Under the OBCA and CBCA, the court may make an order to rectify oppressive or unfairly prejudicial conduct by a corporation or any of its affiliates. Specifically, the court may make an order where “any act or omission of a corporation or any of its affiliates effects a result — or where the business or affairs of a corporation or any of its affiliates have been conducted in a manner, or where the powers of the directors of a corporation or any of its affiliates have been exercised in a manner, that is oppressive or unfairly prejudicial to or that unfairly disregards the interests of any shareholder (or other security holder), creditor, director or officer” (OBCA s. 248(1)). Similarly, under the CBCA, the court may make an order where “the business or affairs of a corporation have been or are being carried on, or the powers of the directors of a corporation have been or are being exercised, in a manner oppressive or unfairly prejudicial to, or unfairly disregarding the interests of, any shareholder, creditor, director or officer” (CBCA s. 241(1)).
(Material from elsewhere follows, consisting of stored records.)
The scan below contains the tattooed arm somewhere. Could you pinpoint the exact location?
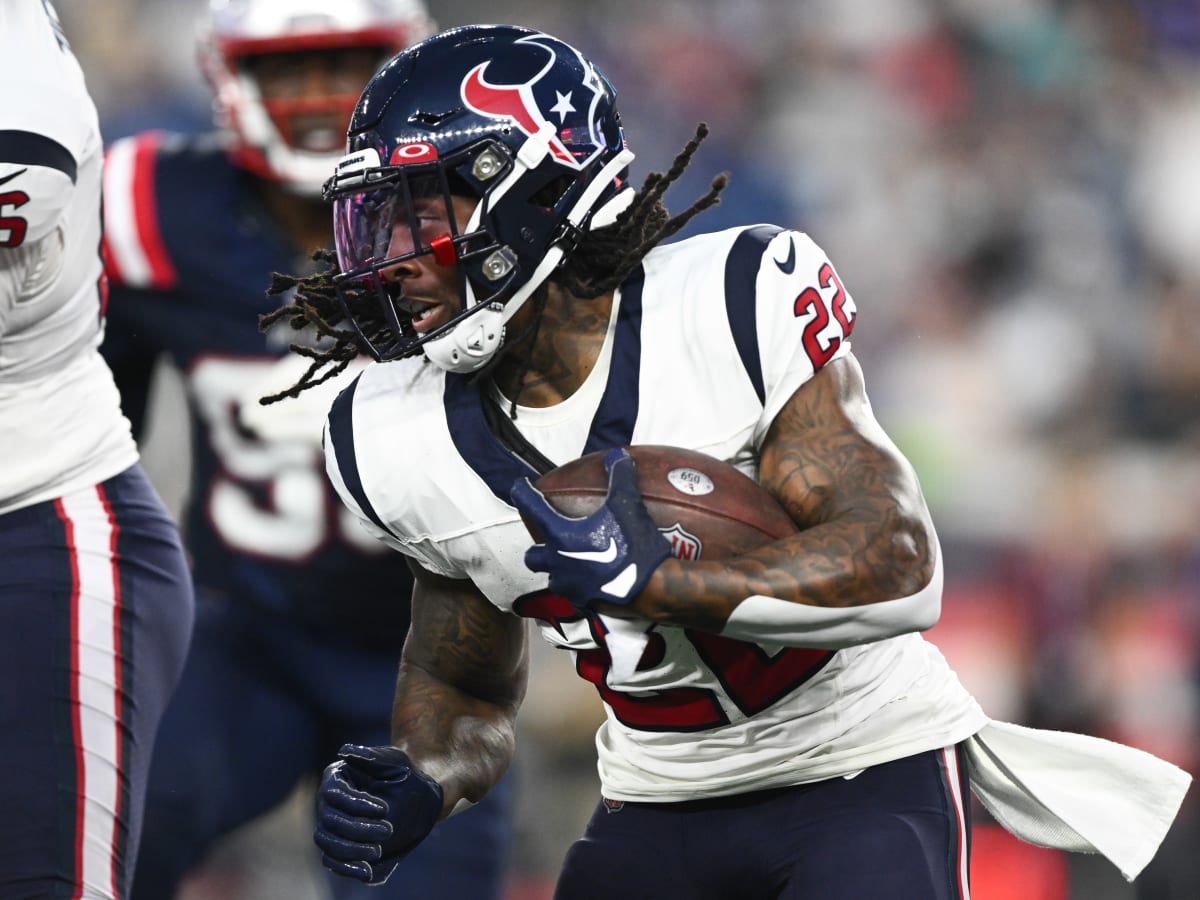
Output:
[606,356,941,646]
[391,563,528,816]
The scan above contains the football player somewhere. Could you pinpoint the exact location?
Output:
[0,0,193,900]
[104,0,510,900]
[264,25,1189,900]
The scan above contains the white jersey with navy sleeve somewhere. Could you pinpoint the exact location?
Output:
[0,0,137,512]
[325,226,986,802]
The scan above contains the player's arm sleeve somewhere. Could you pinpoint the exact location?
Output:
[0,137,78,251]
[722,228,943,648]
[100,284,168,437]
[321,376,463,578]
[755,230,858,444]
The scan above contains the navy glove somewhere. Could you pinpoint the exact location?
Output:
[313,744,443,884]
[510,448,671,608]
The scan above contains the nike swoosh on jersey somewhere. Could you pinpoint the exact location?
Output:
[558,538,617,563]
[772,238,796,275]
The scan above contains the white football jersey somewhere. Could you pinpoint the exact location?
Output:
[0,0,137,512]
[325,226,986,800]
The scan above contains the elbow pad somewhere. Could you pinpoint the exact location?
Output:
[721,536,943,650]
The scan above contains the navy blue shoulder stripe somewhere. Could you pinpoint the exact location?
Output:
[329,374,392,534]
[442,372,539,503]
[0,130,78,184]
[583,266,646,455]
[725,226,784,403]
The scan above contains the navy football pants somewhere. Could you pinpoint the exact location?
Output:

The oppression remedy is intended to offer shareholders, directors, and officers with a method to seek redress where they have been subjected to oppressive treatment by the corporation. This may include instances in which the corporation has operated in a manner that is unfairly prejudicial to the interests of specific shareholders or has disregarded the rights of its directors or officers. The oppression remedy enables the court to order the corporation to take particular actions to remedy the oppressive conduct, such as resolving the underlying causes that lead to the oppressive conduct or paying the affected individuals for losses sustained as a result of the oppression.
There are a number of reasons why a judge may deny standing to initiate an oppression claim. The claimant was not a creditor at the time of the impugned act or conduct and only became one later (as in Piller Sausages & Delicatessens Ltd. v. Cobb International Corp., Apotex Inc. v. Laboratories Fournier S.A., and Trillium Computer Resources Inc. v. Taiwan Connection Inc.), or the claimant has an alternative and adequate remedy (as in the case of Awad v. Dover Investments Ltd.). In evaluating standing, a court may also consider the claimant’s actions and whether it contributed to the oppression (as in the case of Glasvan Great Dane Trailers Ltd. v. Northland Trailer & Equipment Inc.).
Importantly, the oppression remedy is not designed to be used to resolve small disputes or complaints within a company. Rather, it aims to provide a mechanism of addressing major, persistent concerns that have resulted in the oppression of one or more individuals. The oppression remedy has been widely utilized in Ontario and has been effective in delivering relief to individuals who have experienced oppressive conduct by a corporation and serving as a deterrent to firms considering engaging in oppressive conduct.